Use-case 2 - Incoming data from an EHR source into the operations system


      sequenceDiagram
    autonumber
    participant FHIR as FHIR EHR Records
    participant OSIP as Identify-Proxy
    participant OSPP as Protect-Proxy
    participant OSVP as Verifier-Proxy
    participant HV as HIPAA-Verifier
    participant OS as Operations-System
    FHIR->>OSIP: Incoming data request
    OSIP->>OSIP: Identify Data
    OSIP->>OSPP: Protect Data
    OSPP->>OSVP: Verify 
    OSVP->>HV: Verify Compliance
    HV->>OSPP: Rules passed
    OSPP->>OS: Store Data

    
      Loading

  
In both these use-cases, we want to try and answer the following questions -


How will we identify each of the fields in the incoming/outgoing data ?


What does protect mean when it is an incoming vs outgoing data ?

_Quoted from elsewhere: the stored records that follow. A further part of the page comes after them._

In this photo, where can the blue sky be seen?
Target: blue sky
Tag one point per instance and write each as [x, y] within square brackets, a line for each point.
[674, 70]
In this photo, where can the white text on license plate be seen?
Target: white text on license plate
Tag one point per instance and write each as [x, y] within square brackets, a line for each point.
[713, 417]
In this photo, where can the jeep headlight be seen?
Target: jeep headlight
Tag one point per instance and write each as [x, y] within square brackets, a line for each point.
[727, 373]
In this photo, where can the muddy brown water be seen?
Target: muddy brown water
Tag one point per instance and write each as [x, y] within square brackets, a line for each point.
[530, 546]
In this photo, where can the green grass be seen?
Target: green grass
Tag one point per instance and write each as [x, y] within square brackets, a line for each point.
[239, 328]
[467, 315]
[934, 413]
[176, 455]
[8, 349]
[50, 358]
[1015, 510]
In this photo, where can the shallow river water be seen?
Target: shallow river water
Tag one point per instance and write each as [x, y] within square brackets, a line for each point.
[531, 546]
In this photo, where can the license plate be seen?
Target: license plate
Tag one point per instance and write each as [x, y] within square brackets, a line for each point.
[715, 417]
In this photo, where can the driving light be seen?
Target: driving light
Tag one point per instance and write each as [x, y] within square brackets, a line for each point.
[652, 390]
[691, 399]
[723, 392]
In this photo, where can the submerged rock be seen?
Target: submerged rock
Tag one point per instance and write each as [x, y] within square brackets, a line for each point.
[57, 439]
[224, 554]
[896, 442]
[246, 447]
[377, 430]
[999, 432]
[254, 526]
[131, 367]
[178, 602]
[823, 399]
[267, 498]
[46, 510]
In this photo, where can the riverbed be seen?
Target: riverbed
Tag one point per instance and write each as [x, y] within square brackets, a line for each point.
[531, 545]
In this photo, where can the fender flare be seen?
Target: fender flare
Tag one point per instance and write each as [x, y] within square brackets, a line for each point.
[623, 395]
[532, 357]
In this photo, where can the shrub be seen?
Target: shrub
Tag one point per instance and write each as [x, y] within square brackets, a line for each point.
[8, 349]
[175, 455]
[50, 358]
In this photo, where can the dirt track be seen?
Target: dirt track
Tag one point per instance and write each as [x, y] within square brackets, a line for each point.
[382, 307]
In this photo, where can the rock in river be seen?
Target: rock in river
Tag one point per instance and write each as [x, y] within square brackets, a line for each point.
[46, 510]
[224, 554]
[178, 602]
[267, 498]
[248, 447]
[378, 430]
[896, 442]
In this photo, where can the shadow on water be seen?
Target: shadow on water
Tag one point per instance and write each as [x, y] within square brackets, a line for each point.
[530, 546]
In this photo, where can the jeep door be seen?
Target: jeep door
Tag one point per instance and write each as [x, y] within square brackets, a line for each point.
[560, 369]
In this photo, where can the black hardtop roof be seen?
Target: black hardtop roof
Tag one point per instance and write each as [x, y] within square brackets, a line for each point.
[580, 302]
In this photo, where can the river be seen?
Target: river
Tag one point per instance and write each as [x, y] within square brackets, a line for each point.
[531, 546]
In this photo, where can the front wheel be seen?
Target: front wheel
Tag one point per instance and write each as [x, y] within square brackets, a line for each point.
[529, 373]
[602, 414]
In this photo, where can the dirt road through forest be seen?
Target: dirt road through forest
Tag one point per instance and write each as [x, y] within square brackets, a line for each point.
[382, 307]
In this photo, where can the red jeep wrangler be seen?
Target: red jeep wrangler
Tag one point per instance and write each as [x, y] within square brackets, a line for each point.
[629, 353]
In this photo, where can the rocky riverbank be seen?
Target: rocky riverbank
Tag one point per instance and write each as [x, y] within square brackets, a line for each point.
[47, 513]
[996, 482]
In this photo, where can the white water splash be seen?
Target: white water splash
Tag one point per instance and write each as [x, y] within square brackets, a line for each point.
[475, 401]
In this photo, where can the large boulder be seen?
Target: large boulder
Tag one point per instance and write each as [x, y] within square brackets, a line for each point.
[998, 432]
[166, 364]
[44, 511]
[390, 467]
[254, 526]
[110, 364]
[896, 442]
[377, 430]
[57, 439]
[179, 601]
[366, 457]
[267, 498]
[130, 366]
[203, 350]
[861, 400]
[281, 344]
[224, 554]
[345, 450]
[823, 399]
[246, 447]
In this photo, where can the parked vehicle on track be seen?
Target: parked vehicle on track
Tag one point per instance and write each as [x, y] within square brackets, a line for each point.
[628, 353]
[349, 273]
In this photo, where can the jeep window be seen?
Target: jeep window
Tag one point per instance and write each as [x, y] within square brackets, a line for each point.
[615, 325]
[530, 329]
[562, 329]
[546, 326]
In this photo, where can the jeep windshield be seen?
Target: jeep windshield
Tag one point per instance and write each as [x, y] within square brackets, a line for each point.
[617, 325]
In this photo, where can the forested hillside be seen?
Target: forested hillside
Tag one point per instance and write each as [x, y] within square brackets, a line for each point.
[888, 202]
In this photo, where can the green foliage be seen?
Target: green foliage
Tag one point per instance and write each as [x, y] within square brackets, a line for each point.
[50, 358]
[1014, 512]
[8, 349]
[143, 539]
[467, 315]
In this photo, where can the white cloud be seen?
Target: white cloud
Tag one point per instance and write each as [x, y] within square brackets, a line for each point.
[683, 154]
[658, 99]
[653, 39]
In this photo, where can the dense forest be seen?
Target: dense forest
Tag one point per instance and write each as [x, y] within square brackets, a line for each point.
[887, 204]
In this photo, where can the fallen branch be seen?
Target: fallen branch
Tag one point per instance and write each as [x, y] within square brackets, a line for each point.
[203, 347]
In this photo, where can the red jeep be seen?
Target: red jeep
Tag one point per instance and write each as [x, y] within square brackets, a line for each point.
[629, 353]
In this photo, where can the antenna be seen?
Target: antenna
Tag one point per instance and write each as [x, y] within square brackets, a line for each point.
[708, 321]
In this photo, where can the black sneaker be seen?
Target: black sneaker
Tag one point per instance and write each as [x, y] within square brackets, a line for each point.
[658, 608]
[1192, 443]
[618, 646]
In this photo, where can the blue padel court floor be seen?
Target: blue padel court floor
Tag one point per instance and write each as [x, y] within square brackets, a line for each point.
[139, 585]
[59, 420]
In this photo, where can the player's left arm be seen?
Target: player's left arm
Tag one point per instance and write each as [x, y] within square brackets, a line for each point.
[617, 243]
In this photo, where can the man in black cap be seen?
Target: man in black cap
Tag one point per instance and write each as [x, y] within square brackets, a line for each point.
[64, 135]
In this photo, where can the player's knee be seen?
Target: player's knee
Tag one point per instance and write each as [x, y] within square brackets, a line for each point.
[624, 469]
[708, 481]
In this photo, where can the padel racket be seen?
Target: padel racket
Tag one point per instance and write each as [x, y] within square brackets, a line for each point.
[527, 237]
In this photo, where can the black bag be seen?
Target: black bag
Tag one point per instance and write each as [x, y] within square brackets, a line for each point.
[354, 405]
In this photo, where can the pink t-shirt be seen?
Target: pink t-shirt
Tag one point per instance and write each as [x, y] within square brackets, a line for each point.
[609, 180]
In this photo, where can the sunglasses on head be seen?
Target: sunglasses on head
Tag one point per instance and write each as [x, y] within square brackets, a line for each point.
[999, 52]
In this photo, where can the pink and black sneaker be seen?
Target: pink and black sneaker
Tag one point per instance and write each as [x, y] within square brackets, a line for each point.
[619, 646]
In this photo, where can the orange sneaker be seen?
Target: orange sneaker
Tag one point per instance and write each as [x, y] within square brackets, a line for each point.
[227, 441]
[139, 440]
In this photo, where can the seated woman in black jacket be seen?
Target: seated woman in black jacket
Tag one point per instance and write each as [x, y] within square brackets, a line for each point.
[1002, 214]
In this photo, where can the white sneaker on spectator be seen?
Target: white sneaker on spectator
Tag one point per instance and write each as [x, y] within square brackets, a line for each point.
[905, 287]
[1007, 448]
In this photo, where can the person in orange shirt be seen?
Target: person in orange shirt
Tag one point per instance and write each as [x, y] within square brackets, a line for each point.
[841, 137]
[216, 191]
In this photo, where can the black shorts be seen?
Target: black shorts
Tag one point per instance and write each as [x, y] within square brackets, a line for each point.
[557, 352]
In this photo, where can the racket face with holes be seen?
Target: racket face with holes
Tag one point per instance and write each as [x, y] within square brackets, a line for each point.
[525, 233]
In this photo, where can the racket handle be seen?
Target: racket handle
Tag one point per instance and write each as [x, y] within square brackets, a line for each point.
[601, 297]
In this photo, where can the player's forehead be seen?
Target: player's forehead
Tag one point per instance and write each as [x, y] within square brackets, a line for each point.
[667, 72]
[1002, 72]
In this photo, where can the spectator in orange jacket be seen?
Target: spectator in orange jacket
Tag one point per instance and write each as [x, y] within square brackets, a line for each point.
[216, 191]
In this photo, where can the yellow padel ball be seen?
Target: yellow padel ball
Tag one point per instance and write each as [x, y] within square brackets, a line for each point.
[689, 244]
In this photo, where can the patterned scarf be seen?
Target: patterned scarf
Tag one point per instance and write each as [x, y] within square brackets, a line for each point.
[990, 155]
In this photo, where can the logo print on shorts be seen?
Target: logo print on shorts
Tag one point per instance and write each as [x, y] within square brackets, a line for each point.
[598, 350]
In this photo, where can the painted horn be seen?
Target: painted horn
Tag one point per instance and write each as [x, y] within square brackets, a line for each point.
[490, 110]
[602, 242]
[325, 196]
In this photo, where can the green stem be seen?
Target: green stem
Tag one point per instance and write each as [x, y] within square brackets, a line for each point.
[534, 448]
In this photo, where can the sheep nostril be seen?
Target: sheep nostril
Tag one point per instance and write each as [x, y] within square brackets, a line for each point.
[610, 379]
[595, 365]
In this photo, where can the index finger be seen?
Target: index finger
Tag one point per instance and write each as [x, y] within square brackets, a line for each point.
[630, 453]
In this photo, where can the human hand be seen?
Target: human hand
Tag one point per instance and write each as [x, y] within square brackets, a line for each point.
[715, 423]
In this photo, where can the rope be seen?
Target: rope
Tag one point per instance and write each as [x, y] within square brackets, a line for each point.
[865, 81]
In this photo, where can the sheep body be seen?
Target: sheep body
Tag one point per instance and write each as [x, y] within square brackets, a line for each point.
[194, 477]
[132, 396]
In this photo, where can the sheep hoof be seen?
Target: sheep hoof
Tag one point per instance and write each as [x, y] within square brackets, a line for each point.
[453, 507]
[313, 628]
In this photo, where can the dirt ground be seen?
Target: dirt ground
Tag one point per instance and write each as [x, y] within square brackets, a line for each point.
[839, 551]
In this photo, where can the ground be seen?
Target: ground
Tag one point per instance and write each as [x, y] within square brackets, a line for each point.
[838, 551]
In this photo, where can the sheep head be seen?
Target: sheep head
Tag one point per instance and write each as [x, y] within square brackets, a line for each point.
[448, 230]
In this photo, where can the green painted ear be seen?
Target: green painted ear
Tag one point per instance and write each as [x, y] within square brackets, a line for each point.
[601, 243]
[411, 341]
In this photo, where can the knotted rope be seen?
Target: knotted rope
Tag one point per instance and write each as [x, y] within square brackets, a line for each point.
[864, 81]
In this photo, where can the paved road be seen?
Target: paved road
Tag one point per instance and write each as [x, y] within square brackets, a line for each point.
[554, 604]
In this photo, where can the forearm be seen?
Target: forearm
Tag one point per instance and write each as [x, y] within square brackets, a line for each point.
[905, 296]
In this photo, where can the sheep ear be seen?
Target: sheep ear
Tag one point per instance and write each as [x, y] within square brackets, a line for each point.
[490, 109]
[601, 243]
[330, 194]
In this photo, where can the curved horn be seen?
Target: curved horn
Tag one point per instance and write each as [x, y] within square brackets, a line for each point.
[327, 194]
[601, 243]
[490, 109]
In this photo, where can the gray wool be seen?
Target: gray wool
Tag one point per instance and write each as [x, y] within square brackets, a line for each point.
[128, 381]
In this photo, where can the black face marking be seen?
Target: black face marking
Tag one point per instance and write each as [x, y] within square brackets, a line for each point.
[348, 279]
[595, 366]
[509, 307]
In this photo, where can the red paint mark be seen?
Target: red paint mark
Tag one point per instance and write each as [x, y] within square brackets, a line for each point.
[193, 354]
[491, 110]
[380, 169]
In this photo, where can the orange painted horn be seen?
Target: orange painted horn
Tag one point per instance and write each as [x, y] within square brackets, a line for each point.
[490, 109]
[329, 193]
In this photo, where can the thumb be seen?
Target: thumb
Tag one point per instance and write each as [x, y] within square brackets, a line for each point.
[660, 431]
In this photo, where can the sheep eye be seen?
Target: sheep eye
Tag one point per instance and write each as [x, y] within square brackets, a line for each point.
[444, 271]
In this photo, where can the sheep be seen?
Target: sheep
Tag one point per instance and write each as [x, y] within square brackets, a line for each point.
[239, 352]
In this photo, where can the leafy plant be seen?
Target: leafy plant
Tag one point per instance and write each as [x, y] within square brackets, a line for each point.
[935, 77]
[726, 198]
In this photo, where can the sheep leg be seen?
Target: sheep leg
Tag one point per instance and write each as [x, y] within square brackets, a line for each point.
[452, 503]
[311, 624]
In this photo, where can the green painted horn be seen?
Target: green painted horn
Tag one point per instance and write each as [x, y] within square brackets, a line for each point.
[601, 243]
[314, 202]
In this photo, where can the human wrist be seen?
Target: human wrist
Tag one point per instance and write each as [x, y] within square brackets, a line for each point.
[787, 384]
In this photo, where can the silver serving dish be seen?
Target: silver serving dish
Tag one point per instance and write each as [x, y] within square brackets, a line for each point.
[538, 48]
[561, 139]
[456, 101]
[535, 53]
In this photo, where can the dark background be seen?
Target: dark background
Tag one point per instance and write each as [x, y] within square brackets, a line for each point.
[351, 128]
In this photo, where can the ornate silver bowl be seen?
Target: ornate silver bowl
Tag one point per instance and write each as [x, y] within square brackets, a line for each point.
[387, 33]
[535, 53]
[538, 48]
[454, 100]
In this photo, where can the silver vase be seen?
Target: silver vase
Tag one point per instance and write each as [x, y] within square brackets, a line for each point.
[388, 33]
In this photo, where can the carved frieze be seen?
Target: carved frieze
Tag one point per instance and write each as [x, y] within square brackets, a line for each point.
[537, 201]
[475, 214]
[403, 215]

How do we verify that we are compliant ?


Identify

The first task is to identify which fields need to be worked upon i.e. protected and/or verified.
Data inter-change between any two systems can be assumed to on a standard format like text based formats including JSON or a binary format like protobuf.
Assuming it is JSON for simplicity, we can then set a sequence of rules or matchers in the Identify-Proxy that will help us see which parts of the JSON should we be looking at.
An example of this can be matching of the Social Security Number field based on either the parameter name like SSN or matching using a regular expression that matches any string containing numbers of format NNN-NN-NNNN. This can lead to false-positives as well but that can be a topic for continued improvement.
Centralized HIPAA-Verifier

In this proposal, we will create a system that is called the HIPAA-Verifier that is a centralized system containing rules that tell the following two points for any outgoing flow from a system -
a) how a field should be a protected - using what method/procedure and what other inputs does it require
b) how a field should be a verified
For e.g. if we have an EHR system serving patient records, this centralized system would have rules/logic covering both a) and b) for all outgoing data from this system. This is assuming that the data identification part is already done at the system level.
Protect

The second task is to protect the identified field.  Here, we can use the previously centrally defined functions or procedures and protect the particular fields.
This can be for e.g. hashing the field's value using a specific algorithm, encrypting the value using a specified key, obfuscating the value in a predefined way etc.  This mapping of which technique to use for which field is defined in the central HIPAA-Verifier.
Verify

Lastly, we need to verify if the protection we've given is sufficient enough to comply to a regulation/criteria.
For every data/field that is protected, a corresponding verify rule is also defined in the centralized HIPAA-Verifier.
This works for both any outgoing data and incoming data as the meaning of protect changes in both directions, depending on what field we are looking at.  For e.g. an email might be obfuscated when going out and might be encrypted while coming in.